- Genre: Multi
- Dates: March
- Location: Singapore
- Coordinates: 1°17′23.6″N 103°51′18.3″E﻿ / ﻿1.289889°N 103.855083°E
- Years active: 2005-2014
- Founders: Esplanade
- Website: Official website

= Mosaic Music Festival =

Music festival in Singapore

Mosaic Music Festival was an annual 10-day-long music festival in Singapore that featured both local and overseas acts. From 2005-2014, the festival showcased a variety of music genres, ranging from indie-folk to hip-hop. It aimed to provide a platform for interaction between Singapore and International artists. The performances were held at various venues at the Esplanade - Theatres on the Bay.

==History==
Launched by the Esplanade in 2005, the festival has since garnered good reviews in regional newspapers such as Thailand's The Nation, Hong Kong's South China Morning Post and Malaysia's The Star. The 10-day fiesta in March 2007, drew about 90,000 people, compared to last year's 80,000 and 2005's 60,000. The Festival featured over 100 performances and 60 percent of those were free. Headline international acts include singer songwriters Rickie Lee Jones and Rachael Yamagata, jazz band Duke Ellington Orchestra, blues group Buddy Guy and rock musicians Yo La Tengo. - CNA/ms Since its inception three years ago, Mosaic has become an anticipated event in the annual music calendar. Audiences started enquiring about tickets to this third festival as early as October the previous year.

After 10 years, the Esplanade retired the Mosaic Music Festival in 2014, although ad-hoc concerts will still be held under the Mosaic brand.

== Programme==
What started out in 2005 as a soul and jazz-themed event which attracted an older crowd, now boasts a broader range of genres, including indie-folk, folk rock, Afrobeat, ska, pop and R&B that is sure to entertain and give youths an all-rounded immersion into musical culture. With a line-up of some 400 artistes from 17 countries, the Festival in March 2007 sure was a lively one.

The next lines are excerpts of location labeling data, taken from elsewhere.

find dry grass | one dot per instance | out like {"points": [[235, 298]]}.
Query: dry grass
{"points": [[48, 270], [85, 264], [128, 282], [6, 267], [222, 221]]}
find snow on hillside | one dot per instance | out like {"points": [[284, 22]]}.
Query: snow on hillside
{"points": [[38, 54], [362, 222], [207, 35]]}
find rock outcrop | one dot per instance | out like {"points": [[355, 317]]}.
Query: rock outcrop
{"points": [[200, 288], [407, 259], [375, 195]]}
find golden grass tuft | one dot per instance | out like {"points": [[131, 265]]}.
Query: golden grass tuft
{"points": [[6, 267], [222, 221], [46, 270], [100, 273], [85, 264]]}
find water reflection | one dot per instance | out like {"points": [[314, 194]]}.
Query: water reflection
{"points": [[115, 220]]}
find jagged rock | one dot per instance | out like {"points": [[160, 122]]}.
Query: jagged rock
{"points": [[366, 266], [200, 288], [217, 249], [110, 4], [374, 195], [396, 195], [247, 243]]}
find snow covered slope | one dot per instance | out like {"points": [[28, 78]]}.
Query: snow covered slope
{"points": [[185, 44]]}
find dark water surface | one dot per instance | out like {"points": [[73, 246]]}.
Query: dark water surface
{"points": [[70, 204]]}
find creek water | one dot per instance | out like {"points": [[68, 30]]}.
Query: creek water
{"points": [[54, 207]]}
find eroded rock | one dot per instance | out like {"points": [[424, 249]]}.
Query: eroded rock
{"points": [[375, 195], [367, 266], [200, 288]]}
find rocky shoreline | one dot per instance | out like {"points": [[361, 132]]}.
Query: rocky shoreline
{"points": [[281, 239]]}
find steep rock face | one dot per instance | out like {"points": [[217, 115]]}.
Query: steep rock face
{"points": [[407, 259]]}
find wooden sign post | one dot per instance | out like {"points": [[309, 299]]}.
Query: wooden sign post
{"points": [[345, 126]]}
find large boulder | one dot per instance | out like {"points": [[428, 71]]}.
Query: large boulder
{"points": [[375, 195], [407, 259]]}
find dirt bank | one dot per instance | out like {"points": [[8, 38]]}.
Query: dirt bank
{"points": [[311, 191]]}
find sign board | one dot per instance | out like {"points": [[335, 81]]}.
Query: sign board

The festival includes a programme of free music both indoors and outdoors at the Music Station. Both local band such as Beat Lab and Gan Ainm play for the crowds strolling the esplanade as well as regional bands such as Dina (Malaysia) and Tofu (Indonesia). Another new feature is concerts at the 11th hour. This is the first time performances are going to be staged so late - an hour before midnight.

==Venues==
===Heineken Music Club===
The Heineken Music Club is a venue at Esplanade’s annual Mosaic Music Festival.